The sR107 coding region is single copy, located in an intergenic region and has a homologue in S. tokodaii. Northern hybridization results indicate that the in vivo transcript containing the cDNA sequence was about 190 nucleotides in length. Attempts to map the 5′ end of the in vivo transcript by primer extension were unsuccessful. However, the correlation between the length of the conserved sequence and the in vivo transcript length suggests that the highly conserved region corresponds to the coding region of this transcript (Fig. 3A).
The sR108 RNA was derived from a 297-nucleotide long sequence that is repeated 14 times in the genome and contains an imperfect match to a number of other related genomic sequences.
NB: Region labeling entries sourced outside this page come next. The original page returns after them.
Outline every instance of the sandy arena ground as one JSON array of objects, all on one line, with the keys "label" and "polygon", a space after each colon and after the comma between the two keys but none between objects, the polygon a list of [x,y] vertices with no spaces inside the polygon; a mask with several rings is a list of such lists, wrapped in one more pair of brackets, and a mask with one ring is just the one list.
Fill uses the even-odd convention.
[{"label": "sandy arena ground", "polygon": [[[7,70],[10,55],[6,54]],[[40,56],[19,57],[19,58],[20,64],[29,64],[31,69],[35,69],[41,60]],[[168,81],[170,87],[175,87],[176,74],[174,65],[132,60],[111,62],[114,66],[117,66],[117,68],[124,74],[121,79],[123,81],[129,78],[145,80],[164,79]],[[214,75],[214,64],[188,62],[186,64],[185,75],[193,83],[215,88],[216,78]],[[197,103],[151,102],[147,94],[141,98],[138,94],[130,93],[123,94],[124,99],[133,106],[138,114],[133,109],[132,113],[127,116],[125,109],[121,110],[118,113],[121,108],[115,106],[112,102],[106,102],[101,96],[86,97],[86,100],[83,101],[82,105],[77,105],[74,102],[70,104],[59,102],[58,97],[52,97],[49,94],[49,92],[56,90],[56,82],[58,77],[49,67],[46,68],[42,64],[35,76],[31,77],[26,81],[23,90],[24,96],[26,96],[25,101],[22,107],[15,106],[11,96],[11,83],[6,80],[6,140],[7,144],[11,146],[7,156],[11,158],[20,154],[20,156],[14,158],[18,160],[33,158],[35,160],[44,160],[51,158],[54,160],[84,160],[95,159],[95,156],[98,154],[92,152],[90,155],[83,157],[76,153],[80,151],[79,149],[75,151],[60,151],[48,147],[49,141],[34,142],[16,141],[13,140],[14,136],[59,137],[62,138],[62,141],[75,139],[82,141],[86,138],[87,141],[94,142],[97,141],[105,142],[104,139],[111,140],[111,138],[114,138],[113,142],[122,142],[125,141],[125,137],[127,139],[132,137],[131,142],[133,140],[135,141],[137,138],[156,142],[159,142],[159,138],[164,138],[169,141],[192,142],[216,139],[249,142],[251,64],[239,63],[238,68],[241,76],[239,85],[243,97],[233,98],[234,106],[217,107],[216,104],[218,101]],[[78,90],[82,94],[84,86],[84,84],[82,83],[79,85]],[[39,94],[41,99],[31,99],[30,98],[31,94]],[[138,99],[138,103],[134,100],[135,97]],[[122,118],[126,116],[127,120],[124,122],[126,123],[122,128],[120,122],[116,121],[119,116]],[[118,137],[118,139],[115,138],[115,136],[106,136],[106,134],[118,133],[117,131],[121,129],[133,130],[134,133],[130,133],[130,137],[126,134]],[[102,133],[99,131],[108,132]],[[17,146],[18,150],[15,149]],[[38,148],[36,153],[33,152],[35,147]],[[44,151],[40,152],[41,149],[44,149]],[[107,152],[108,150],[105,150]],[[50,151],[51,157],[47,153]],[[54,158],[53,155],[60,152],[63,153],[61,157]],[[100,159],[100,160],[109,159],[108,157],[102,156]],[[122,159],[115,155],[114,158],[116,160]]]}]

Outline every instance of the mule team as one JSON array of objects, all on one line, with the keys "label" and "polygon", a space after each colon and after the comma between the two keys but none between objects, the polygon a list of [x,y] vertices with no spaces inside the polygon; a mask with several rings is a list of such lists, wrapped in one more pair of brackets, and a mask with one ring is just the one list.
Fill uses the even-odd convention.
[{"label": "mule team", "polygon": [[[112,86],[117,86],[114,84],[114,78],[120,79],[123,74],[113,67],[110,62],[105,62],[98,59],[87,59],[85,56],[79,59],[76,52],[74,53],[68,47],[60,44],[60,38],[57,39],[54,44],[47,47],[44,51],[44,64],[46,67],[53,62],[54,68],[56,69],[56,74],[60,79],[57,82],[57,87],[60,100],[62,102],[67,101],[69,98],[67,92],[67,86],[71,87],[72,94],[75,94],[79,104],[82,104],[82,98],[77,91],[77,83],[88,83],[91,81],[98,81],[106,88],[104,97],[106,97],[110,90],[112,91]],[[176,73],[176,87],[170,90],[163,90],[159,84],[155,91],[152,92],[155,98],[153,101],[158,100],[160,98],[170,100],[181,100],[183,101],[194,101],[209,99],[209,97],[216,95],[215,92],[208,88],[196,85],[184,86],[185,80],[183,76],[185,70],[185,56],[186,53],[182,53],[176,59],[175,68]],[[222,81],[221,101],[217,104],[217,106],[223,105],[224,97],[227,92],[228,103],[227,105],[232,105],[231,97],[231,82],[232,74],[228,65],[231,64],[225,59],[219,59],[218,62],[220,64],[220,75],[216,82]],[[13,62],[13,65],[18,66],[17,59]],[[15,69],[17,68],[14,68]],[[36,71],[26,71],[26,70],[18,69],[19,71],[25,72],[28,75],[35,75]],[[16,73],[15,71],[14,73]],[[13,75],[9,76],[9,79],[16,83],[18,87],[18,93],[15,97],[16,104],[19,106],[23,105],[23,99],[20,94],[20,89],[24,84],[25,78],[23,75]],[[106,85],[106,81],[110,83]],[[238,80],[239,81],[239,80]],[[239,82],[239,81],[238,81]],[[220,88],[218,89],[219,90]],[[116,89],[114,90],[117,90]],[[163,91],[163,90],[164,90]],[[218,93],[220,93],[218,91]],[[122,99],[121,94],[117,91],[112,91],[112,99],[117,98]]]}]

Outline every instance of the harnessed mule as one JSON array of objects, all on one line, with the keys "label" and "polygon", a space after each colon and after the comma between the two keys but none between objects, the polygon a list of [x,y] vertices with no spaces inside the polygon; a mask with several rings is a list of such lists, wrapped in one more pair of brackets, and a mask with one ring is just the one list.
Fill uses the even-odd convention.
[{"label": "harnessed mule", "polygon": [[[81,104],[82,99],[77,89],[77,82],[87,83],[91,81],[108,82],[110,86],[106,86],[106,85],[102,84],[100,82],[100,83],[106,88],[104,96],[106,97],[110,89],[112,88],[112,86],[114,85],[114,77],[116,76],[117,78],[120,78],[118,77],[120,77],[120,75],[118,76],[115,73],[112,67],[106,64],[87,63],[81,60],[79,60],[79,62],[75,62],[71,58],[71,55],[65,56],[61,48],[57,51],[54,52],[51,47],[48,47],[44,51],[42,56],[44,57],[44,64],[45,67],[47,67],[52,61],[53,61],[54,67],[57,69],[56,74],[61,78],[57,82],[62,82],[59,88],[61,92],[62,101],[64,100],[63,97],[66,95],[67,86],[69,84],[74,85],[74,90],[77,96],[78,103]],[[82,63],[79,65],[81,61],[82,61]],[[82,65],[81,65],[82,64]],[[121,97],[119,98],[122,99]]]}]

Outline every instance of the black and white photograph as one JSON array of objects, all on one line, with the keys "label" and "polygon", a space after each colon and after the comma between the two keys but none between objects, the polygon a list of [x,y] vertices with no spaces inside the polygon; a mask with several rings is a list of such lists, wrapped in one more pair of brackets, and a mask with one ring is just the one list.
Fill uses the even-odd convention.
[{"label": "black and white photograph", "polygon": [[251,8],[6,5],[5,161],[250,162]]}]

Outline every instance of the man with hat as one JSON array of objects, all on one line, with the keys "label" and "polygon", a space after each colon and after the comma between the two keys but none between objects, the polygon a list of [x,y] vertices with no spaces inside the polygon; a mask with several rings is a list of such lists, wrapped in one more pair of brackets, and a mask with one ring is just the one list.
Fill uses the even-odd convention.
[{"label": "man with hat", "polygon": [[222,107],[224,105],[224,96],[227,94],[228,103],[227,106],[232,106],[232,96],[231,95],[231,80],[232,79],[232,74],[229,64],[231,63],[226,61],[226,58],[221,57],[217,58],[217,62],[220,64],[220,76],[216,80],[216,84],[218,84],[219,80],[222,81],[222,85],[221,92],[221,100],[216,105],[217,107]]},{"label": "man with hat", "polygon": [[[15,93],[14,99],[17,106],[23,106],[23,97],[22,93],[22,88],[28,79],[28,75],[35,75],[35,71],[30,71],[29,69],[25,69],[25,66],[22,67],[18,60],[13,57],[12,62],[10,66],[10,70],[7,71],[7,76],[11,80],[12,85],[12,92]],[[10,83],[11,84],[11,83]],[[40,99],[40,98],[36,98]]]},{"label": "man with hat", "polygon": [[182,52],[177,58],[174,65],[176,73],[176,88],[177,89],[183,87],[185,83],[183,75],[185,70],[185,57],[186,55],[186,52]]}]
Northern hybridization and primer extension analyses indicate that the detectable in vivo transcript is transcribed from the distal 200 nucleotides of the repeat sequence and that the cDNA sequence recovered in the library is derived from the middle of the in vivo transcript. A single nearly perfect but truncated copy of the same repeat is found in the genome of S. tokodaii (Fig. 3B).
sR109 – an H/ACA RNA
Typical eukaryotes such as yeast and humans, contain dozens of pseudouridine modifications in their large and small subunit rRNAs (Maden, 1990; Ofengand and Fournier, 1998). Most or all site-specific pseudouridine modifications are introduced during ribosome assembly and are directed to selected locations within the rRNAs by the guide function of the H/ACA family of snoRNAs (Kiss-Laszlo et al., 1996; Ganot et al., 1997; Ni et al., 1997; Weinstein and Steitz, 1999). Archaea and Bacteria typically contain fewer than a dozen pseudouridine modifications in their rRNA. In Escherichia coli, all of these modifications appear to be enzyme-mediated and none are known to involve or require an RNA guide function (Massenet et al., 1999). In contrast, in at least one archaeal example (A. fulgidus), a cDNA library made from small RNAs captured four H/ACA-like sRNAs and pseudouridine modifications were detected in the rRNA at three of the four sites predicted from the guide sequences in these RNAs (Tang et al., 2002a).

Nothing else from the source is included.